After you run the two queries, note the difference in I/O costs and compare the execution plans. The second query costs only half as much as the first.
In most cases, TOP is used with an ORDER BY clause because the outcome is unpredictable. However, in this example, you know that the outcome of the statement won’t change—only one row will ever meet the selection criteria.
The query in this example is relatively simple. The differences become even more significant in a complex statement that joins multiple tables together.

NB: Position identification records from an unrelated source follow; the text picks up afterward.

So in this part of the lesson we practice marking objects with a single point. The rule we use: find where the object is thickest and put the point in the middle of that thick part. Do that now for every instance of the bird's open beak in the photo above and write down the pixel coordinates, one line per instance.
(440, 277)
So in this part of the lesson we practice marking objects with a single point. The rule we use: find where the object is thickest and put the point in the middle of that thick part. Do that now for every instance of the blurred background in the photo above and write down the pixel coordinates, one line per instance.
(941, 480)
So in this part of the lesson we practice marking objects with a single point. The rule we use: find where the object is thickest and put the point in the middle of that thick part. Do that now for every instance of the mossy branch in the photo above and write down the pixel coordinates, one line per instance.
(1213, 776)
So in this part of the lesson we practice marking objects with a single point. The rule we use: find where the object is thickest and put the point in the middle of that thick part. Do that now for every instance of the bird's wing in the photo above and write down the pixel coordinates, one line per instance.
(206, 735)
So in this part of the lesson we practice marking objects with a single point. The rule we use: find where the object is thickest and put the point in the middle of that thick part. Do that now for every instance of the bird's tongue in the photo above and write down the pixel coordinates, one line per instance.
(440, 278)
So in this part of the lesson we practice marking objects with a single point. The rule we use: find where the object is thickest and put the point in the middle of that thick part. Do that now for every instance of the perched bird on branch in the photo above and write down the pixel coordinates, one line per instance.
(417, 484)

Joins are relatively expensive operations in query processing. One way to minimize that expense is to limit the amount of data from each table involved in a join. Think of the optimizer as breaking down the query into all the necessary processing components, including the application of filters or predicates, joins, bookmark lookups, and so on. Then through the process of cost estimation for each step, the optimizer creates the plan with the lowest overall cost. The order in which steps are executed is an important aspect of the plan. On the one hand, choosing to apply a filter before performing a join might dramatically affect the amount of data processed in the join. On the other hand, applying that filter might also require expensive bookmark lookups. A bookmark lookup is a read against a specific row in a table that’s referenced by an index. When a nonclustered index is used in a query, bookmark lookups will be required if the index doesn’t include all the table columns referenced in the column list and WHERE clause. Although SQL Server has some internal optimization tricks, such as reading a full page at a time to save potential additional reads of the same page, a significant number of bookmark lookups quickly become more costly than a straight table scan. Therefore, it might be more appealing to do the join first if the number of bookmark lookups would be reduced.

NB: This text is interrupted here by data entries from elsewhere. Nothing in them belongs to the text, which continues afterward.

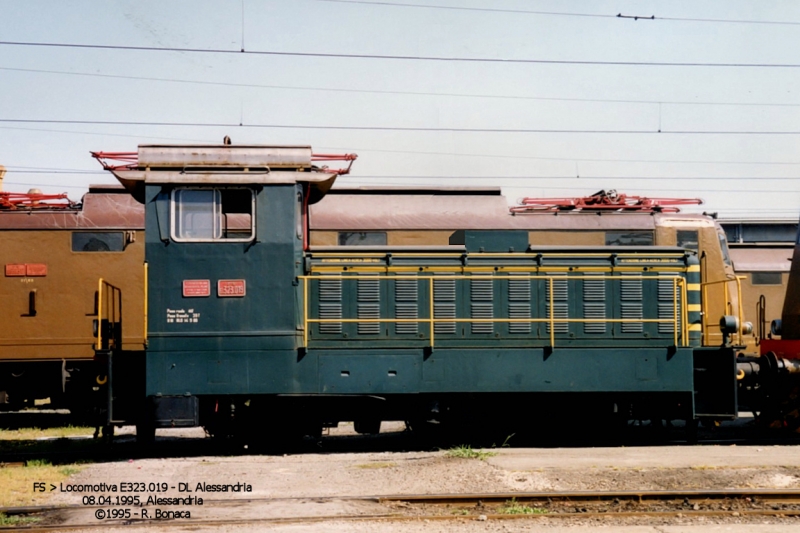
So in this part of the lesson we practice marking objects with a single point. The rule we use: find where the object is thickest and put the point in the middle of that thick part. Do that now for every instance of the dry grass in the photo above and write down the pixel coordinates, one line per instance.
(36, 433)
(370, 466)
(16, 483)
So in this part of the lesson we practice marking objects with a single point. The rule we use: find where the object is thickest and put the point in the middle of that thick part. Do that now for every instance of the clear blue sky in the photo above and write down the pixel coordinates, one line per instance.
(735, 173)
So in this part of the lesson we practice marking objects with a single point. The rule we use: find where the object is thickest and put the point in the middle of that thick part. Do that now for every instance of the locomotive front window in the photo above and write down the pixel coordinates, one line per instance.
(202, 215)
(629, 238)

When more than two tables are involved, the permutations for ordering the steps increase exponentially. The decision to execute one join before the other might hinge on which of the two steps is going to limit the intermediate data set the most.
For these reasons, if you know something about your data that the optimizer doesn’t, it’s beneficial to find a way to make that knowledge apparent. The previous example did so by limiting the result set to the one row we knew would be returned—a subtle hint that let the optimizer make its own decisions, armed with knowledge that it didn’t have before. Limiting the result set to the one row would also work well with tables with date ranges (i.e., a table with from and to date columns), where the date ranges aren’t allowed to overlap. Such rules are also usually enforced in application logic and are invisible to the optimizer.

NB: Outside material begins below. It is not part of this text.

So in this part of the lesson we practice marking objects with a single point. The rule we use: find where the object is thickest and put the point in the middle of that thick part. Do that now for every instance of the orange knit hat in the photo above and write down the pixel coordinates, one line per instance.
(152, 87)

If the phrase subtle hints doesn’t scream out documentation or at least comments to you, it should. Document and comment these assumptions in your code, design, requirements, and test cases. The business rules you’re exploiting won’t be obvious in an entity relationship diagram (ERD). If code appears to have extra or redundant steps without proper explanation, some future maintainer of the code might remove your changes in a well-intentioned attempt to improve efficiency, ironically reverting it back to suboptimal performance. Therefore, it’s important to leave yourself and your successors a guide to your decisions regarding any changed statements.
Do you have any opportunities like this in your applications? Chances are, at least some business rules result in inherent predictability for your data. Can the optimizer realize that predictability on its own? If not, it’s up to you to find a way to help it along.